A constitutional referendum was held in Lithuania on 12 May 2024, alongside the first round of the presidential elections. Voters were asked whether they approve of a constitutional amendment to allow Lithuanian citizens to hold dual citizenship. The results showed that a majority of voters were in favor of the proposal. However, the initiative failed to pass due to insufficient turnout.

==Background==
As holding dual citizenship is banned in most cases, (Note: Per Lithuanian law, dual citizenship is only granted to those who left the country before the restoration of independence from the Soviet Union in 1990 and their descendants.) around 1,000 Lithuanian citizens give up their citizenship each year to take another citizenship. Concerns have been raised over the effects of the citizenship requirements on the country's demography, given the population decline which saw the Lithuanian population decrease from 3.5 million in 1990 to 2.8 million in 2024.
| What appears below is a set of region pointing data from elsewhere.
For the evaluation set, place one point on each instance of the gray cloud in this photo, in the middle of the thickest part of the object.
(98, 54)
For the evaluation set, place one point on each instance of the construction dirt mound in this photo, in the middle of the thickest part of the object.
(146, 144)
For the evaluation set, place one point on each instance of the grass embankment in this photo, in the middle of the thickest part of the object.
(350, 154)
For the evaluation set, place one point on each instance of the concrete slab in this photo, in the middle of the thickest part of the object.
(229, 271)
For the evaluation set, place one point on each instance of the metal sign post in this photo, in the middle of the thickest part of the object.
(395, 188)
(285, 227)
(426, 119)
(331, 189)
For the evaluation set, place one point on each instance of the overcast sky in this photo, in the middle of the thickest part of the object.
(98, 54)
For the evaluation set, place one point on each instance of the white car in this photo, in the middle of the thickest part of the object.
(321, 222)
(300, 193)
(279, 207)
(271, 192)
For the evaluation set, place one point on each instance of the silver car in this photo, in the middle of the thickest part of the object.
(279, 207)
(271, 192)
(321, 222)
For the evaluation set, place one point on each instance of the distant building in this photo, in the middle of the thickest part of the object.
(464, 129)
A referendum on the same issue was held in 2019. Although 74% voted in favour, the number of affirmative votes was below the 50% of all registered voters required to validate the referendum.

The holding of the 2024 referendum was approved by the Seimas on 23 May 2023 by a vote of 111–0.
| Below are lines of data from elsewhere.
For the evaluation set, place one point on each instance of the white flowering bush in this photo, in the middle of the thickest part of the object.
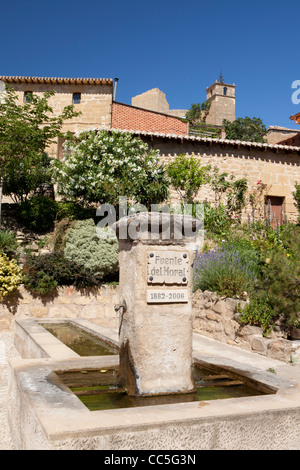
(101, 166)
(10, 275)
(94, 248)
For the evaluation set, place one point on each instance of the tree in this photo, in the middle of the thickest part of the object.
(187, 175)
(245, 129)
(103, 166)
(26, 130)
(25, 176)
(198, 112)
The Lithuanian diaspora is estimated at two million people and is largely concentrated in countries such as the United States, United Kingdom, Brazil, Russia, and Canada. It is estimated that there are around 600,000 people of Lithuanian descent living in the United States.

==Campaign==
The "Yes" vote was endorsed by presidential candidates Giedrimas Jeglinskas, Aurelijus Veryga and Dainius Žalimas, as well as most parties across the political spectrum. President Gitanas Nausėda supported addressing the dual citizenship question after the failed 2019 referendum.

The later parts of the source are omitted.